Getting Started
This guide walks you through building a BrainFuck interpreter with Alpaca. By the end, you will have a working lexer, parser, and evaluator — roughly 60 lines of code.
BrainFuck is a minimal language with eight single-character commands. That makes it an ideal first project: the grammar is small enough to fit on screen, but rich enough to exercise lexing, parsing, loops, and AST construction.
Prerequisites
- JDK 21 or later
- Mill 1.1.3+ (or SBT — see Installation for SBT/Scala CLI setup)
- Scala 3.8.3-RC1 or later
Project Setup
Create a Mill project with Alpaca as a dependency:
//| mill-version: 1.1.3
//| mill-jvm-version: 21
import mill._
import mill.scalalib._
object brainfuck extends ScalaModule {
def scalaVersion = "3.8.3-RC1"
def scalacOptions = Seq("-Yretain-trees")
def mvnDeps = Seq(
mvn"io.github.halotukozak::alpaca:0.1.0"
)
}
The -Yretain-trees flag is required. Alpaca's macros inspect the AST of your lexer and parser definitions at compile time, and this flag tells the compiler to preserve that information.
Step 1: The Lexer
BrainFuck> has the eight standard BrainFuck commands plus function definitions (name(body)) and function calls (name!).

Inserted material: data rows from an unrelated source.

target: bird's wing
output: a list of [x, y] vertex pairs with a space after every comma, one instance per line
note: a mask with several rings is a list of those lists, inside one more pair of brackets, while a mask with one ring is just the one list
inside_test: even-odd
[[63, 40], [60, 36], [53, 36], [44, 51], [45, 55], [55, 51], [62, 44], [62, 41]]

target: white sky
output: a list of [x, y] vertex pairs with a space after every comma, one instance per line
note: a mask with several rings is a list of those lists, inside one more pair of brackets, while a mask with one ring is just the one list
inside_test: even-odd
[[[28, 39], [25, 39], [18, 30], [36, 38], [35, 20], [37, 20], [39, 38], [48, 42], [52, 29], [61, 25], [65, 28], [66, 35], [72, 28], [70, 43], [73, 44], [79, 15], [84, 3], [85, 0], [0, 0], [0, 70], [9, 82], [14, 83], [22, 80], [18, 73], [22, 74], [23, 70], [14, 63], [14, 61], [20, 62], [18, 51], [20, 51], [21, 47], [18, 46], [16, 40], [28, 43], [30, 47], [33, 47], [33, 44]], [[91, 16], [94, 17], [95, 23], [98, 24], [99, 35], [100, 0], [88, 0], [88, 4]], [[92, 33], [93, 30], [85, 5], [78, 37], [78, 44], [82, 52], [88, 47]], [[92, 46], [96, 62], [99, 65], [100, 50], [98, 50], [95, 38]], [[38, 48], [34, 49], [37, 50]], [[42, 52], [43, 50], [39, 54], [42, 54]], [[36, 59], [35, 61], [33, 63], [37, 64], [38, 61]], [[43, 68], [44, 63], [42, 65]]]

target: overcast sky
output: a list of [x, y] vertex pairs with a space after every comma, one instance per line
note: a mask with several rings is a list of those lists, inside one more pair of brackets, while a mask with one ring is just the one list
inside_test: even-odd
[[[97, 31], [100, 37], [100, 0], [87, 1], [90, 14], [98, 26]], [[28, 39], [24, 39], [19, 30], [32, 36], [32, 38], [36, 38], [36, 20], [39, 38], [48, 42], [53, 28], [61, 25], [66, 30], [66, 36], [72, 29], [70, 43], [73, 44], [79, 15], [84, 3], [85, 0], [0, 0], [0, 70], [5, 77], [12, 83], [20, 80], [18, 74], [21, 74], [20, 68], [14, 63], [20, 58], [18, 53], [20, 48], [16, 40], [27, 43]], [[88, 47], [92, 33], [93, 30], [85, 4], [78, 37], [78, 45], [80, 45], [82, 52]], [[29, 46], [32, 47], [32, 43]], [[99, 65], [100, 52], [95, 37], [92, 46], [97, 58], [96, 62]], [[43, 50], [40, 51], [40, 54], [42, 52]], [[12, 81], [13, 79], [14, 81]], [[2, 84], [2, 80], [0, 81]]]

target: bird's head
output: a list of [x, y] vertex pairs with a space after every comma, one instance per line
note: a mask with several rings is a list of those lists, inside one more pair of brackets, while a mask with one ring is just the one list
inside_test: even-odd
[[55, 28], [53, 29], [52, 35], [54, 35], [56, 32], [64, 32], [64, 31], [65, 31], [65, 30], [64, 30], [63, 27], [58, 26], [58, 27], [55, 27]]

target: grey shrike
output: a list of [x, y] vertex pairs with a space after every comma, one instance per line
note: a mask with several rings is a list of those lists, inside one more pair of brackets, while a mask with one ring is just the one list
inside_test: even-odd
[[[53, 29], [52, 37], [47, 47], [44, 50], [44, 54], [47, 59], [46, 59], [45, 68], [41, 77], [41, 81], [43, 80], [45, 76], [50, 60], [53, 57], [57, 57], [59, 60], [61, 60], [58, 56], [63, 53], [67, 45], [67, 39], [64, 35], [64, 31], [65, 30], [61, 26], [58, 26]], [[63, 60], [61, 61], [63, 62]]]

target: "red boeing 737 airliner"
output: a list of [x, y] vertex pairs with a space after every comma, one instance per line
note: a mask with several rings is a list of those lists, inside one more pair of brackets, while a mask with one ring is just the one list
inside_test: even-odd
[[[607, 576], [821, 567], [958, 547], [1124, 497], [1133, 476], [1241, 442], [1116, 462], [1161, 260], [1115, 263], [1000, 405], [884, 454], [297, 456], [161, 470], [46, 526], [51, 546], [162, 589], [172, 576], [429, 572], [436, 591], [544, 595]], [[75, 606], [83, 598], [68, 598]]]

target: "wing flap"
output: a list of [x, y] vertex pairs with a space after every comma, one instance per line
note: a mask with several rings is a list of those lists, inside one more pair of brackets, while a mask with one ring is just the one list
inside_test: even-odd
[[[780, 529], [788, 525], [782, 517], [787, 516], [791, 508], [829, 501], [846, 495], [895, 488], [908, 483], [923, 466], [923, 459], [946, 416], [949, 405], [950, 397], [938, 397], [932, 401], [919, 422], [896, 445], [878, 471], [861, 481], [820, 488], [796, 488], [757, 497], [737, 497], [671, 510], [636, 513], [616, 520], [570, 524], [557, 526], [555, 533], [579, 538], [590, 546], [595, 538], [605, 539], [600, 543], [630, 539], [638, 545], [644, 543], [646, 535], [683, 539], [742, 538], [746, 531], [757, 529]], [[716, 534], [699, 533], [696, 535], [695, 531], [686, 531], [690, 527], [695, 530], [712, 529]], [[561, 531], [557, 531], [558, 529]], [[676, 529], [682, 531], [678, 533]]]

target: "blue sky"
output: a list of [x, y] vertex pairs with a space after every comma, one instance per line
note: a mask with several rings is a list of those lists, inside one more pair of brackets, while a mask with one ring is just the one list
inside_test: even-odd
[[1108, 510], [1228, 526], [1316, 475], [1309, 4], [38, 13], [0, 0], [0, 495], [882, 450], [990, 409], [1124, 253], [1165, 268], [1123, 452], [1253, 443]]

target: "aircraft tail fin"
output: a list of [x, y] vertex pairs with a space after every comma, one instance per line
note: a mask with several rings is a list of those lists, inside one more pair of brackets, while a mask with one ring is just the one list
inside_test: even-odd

Everything else is a comment.
| Command | Meaning |
|---|---|
> |
Move the data pointer to the next cell |
< |
Move the data pointer to the previous cell |
+ |
Increment the byte at the data pointer |
- |
Decrement the byte at the data pointer |
. |
Output the byte at the data pointer as a character |
, |
Read one byte of input into the current cell |
[ |
Jump forward past the matching ] if the current cell is zero |
] |
Jump back to the matching [ if the current cell is non-zero |
name(body) |
Define a function |
name! |
Call a function |
import alpaca.*
case class BrainLexContext(
var brackets: Int = 0,
var squareBrackets: Int = 0,
) extends LexerCtx
val BrainLexer = lexer[BrainLexContext]:
case ">" => Token["next"]
case "<" => Token["prev"]
case "\\+" => Token["inc"]
case "-" => Token["dec"]
case "\\." => Token["print"]
case "," => Token["read"]
case "\\[" =>
ctx.squareBrackets += 1
Token["jumpForward"]
case "\\]" =>
require(ctx.squareBrackets > 0, "Mismatched brackets")
ctx.squareBrackets -= 1
Token["jumpBack"]
case name @ "[A-Za-z]+" => Token["functionName"](name)
case "\\(" =>
ctx.brackets += 1
Token["functionOpen"]
case "\\)" =>
require(ctx.brackets > 0, "Mismatched brackets")
ctx.brackets -= 1
Token["functionClose"]
case "!" => Token["functionCall"]
case "." => Token.Ignored
case "\n" => Token.Ignored
Each case maps a regex pattern to a token. Token["next"] creates a named token. Token["functionName"](name) creates a value-bearing token — the matched text is available as the token's value. Token.Ignored matches but produces no output.
The custom context BrainLexContext tracks bracket depth. Inside rule bodies, ctx gives access to the context — the lexer increments and decrements counters and uses require to catch mismatched brackets at lex time.
Pattern order matters: "\\." (literal dot — the print command) must appear before "." (any character — the catch-all). Otherwise the catch-all would shadow the print command.
Try it:
val (ctx, lexemes) = BrainLexer.tokenize("foo(++)")
require(ctx.brackets == 0 && ctx.squareBrackets == 0, "Mismatched brackets")
println(lexemes.map(_.name))
// List(functionName, functionOpen, inc, inc, functionClose)
Step 2: The AST
Before writing the parser, define the tree structure it will produce. BrainFuck> programs are sequences of instructions — some contain nested lists (loops, function bodies):
enum BrainAST:
case Root(ops: List[BrainAST])
case While(ops: List[BrainAST])
case FunctionDef(name: String, ops: List[BrainAST])
case FunctionCall(name: String)
case Next, Prev, Inc, Dec, Print, Read
Root wraps the top-level program. While represents a [...] loop. FunctionDef and FunctionCall handle named functions.
Step 3: The Parser
The parser turns a flat list of lexemes into a nested BrainAST:
import alpaca.*
import scala.collection.mutable
case class BrainParserCtx(
functions: mutable.Set[String] = mutable.Set.empty,
) extends ParserCtx
object BrainParser extends Parser[BrainParserCtx]:
val root: Rule[BrainAST] = rule:
case Operation.List(stmts) => BrainAST.Root(stmts)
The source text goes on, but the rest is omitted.